Virginia Land Snails
Photo(s): Views of a Glyphyalinia carolinensis shell, by Dan Dourson ©.
Click photo(s) to enlarge.
Glyphyalinia carolinensis (Cockerell, 1890)
Common name: Spiral Mountain Glyph
Width: 10-12 mm
Height: 4.4-5.5 mm
Glyphyalinia carolinensis is a very large glyph with a depressed shell that has moderately expanding whorls. The slightly expanding lip at the inner edge of the aperture nearly fills the umbilicus leaving only a small perforation. The shell is translucent light brown, sometimes tinged with hazel or pink. Whorls are sculptured with widely and uniformly spaced impressed lines that parallel the nearly imperceptible growth lines. This sculpture is strong apically and continues on the base diminishing near the umbilicus. The shell is also sculptured with spiral engraved lines that are visible with magnification. The dorsal surface of the animal is blue-grey.
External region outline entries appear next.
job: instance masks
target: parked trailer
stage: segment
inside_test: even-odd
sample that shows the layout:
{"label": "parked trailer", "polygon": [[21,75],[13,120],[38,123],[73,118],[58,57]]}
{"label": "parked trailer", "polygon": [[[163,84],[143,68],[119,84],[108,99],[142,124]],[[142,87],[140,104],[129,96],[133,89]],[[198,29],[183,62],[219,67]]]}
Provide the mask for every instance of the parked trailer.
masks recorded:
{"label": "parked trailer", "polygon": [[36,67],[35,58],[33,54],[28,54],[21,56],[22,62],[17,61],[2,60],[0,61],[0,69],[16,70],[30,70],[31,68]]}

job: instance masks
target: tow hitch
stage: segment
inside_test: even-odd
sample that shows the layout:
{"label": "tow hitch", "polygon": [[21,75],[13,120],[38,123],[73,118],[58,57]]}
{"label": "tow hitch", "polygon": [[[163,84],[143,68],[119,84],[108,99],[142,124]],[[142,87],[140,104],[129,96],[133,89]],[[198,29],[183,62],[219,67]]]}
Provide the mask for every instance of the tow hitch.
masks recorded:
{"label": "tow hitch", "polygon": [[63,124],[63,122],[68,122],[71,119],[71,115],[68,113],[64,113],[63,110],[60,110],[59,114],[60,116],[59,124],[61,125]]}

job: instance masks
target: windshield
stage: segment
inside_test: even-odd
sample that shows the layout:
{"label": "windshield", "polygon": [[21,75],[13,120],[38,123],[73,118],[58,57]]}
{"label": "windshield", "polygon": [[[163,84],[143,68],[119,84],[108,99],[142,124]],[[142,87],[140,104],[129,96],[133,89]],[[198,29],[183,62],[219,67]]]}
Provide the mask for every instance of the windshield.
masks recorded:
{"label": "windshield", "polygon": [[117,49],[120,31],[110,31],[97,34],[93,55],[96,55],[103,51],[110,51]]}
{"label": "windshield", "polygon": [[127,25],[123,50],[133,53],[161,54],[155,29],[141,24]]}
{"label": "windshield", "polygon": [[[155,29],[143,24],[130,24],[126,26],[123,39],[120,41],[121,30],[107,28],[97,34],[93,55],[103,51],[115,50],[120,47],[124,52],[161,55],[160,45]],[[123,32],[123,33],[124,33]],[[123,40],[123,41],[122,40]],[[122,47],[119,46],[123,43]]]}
Glyphyalinia carolinensis is usually found in moist leaf litter on river bluffs and less often on mountainsides. This species is found on neutral to calcareous soils and appears to be a calciphile (Nekola, 2010).
This animal has also been called Zonites carolinensis, Z. caroliniensis, Vitrea carolinensis, Retinella carolinensis, and V. carolinensis var. wetherbyi.
Glyphyalinia carolinensis ranges across the southern Appalachian Mountains from west-central Virginia to the North Carolina and Tennessee border. In Virginia the species is distributed from Rockbridge County to the southwest corner of the state.